One of the world’s largest fast food chains, McDonald’s, will now offer its 115,000-strong UK workforce – all previously on zero hours contracts – guaranteed minimum hours on fixed contracts, with 1 in 5 workers agreeing to take up the offer.
The move is a major departure for the fast food chain which has stubbornly defended its use of zero-hours contracts even in the face of widespread criticism. McDonald’s said it changed its mind after complaints from workers who said they couldn’t get mobile phone contracts, mortgages or loans because they did not have any guaranteed employment.

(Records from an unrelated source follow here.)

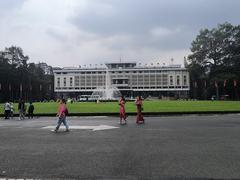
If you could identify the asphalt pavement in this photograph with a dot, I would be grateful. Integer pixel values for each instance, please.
(166, 147)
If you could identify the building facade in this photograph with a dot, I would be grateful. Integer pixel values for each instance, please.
(131, 79)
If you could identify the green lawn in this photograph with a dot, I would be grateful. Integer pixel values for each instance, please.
(149, 106)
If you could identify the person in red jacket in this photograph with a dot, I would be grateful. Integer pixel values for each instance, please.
(122, 110)
(139, 104)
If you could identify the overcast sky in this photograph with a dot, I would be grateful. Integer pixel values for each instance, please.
(77, 32)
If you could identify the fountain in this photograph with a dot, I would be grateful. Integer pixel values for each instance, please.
(107, 92)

McDonald’s has been trialling the fixed hours contracts in 23 sites and now will be adding 50 more sites before offering contracts to all workers later this year. Workers have the option of taking up a contract guaranteeing 4 hours, 15 hours or 30 hours each week.
Although it is a welcome change of heart that will benefit thousands of workers, it still leaves much of its workforce struggling on low pay, and it will do little to stem the ever-rising tide of insecure work.
Insecure work on the rise
Shock new figures from the TUC published yesterday (April 26) show that in five years, 3.5m people will be in one form of insecure work or another, such as on a zero-hours contract, in temp or agency work, or in low-paid self-employment.
TUC general secretary Frances O’Grady called on the next government to take action to help insecure workers.
“MPs aren’t the only ones feeling insecure in their jobs right now,” he said. “If nothing changes, hundreds of thousands more Brits could be stuck in insecure work, being treated like disposable labour. That’s the same as thirteen extra Sports Directs, or the entire working population of Sheffield.
“Paying rent and bills can be a nightmare when you don’t know how much you’ve got coming in each month,” she added. “And planning childcare is impossible when you’re constantly at the beck and call of employers.
“The next government will need to tackle this problem head on. Every party manifesto must have real commitments to crack down on zero-hours contracts and bogus self-employment. And agency workers should always get the going rate for the job.”
The TUC’s analysis also found that insecure work is costing the Exchequer £4bn each year. This is because people on zero-hours contracts or in low-paid self-employment bring in far less in tax and are much more likely to need in-work benefits.
On average, those on zero-hours contracts earn only £7.25 an hour, while the typical employee earns more than £11 an hour.
Agencies who often supply the UK’s army of insecure labour are known too for dodgy practices that further exploit workers.
One of these agencies, Transline, which supplies workers for Sports Direct, was criticised by MPs in a parliamentary inquiry for its legally questionable practice of offering workers pre-paid debit cards to pay their wages, from which they would deduct a £10 monthly fee.
The agency has persisted in refusing to pay Sports Direct warehouse workers a portion of the back pay still owed to them after Unite revealed that they were illegally being paid below the minimum wage.
And just yesterday (April 26) it emerged that Transline was preparing itself for insolvency – Unite has argued that the company must not be allowed to dodge its responsibilities and must pay its workers their due.
“The current uncertainty surrounding Transline’s future is yet more evidence of the need for Sports Direct to wean itself off its overreliance on temporary agency workers at its Shirebrook warehouse,” said Unite assistant general secretary Steve Turner.
“Sports Direct must urgently move to put agency workers onto permanent contracts to bring security to the workforce and certainty to the business.
“Transline must not be allowed to dodge its responsibilities or the back pay it owes for non-payment of the minimum wage at Sports Direct,” he added. “It must continue to pay the wages of the tens of thousands of low paid agency workers it currently employs across the UK.
“A failure to do so would be the final insult for the many workers it has exploited through its draconian work practices.”
While Unite welcomes McDonald’s moving away from the use of zero-hours contracts – other high street chains have in the last few years done the same, including Sports Direct for its shop staff, Wetherspoons, and Everyman cinema – stronger legislation is needed to stop rampant and growing exploitation.
“Thanks to the tireless work of campaigners and trade unions like Unite, companies like Wetherspoons and Sports Direct are seeing the impact of their decisions to exploit workers on their businesses and made to think again about their use of zero hours contracts,” Turner noted.
“Increasingly businesses are recognising that they have no place in the modern workplace and are bad for workers, bad for business and bad for the economy. The government should show leadership and follow the lead of government’s like New Zealand by banning zero hours contracts.”
Unite general secretary Len McCluskey agreed.
“With record numbers of people on zero hours contracts, the experience of not knowing if you’ve earned enough to pay the bills has become the unacceptable norm for too many families,” he said.
“People didn’t vote to the leave the European Union to become the sweatshop of Europe. The UK government must act to tackle bogus self-employment and follow the example of its New Zealand counterparts by outlawing zero hours contracts. If we are to build an economy based on decent, secure jobs then insecure working must end.”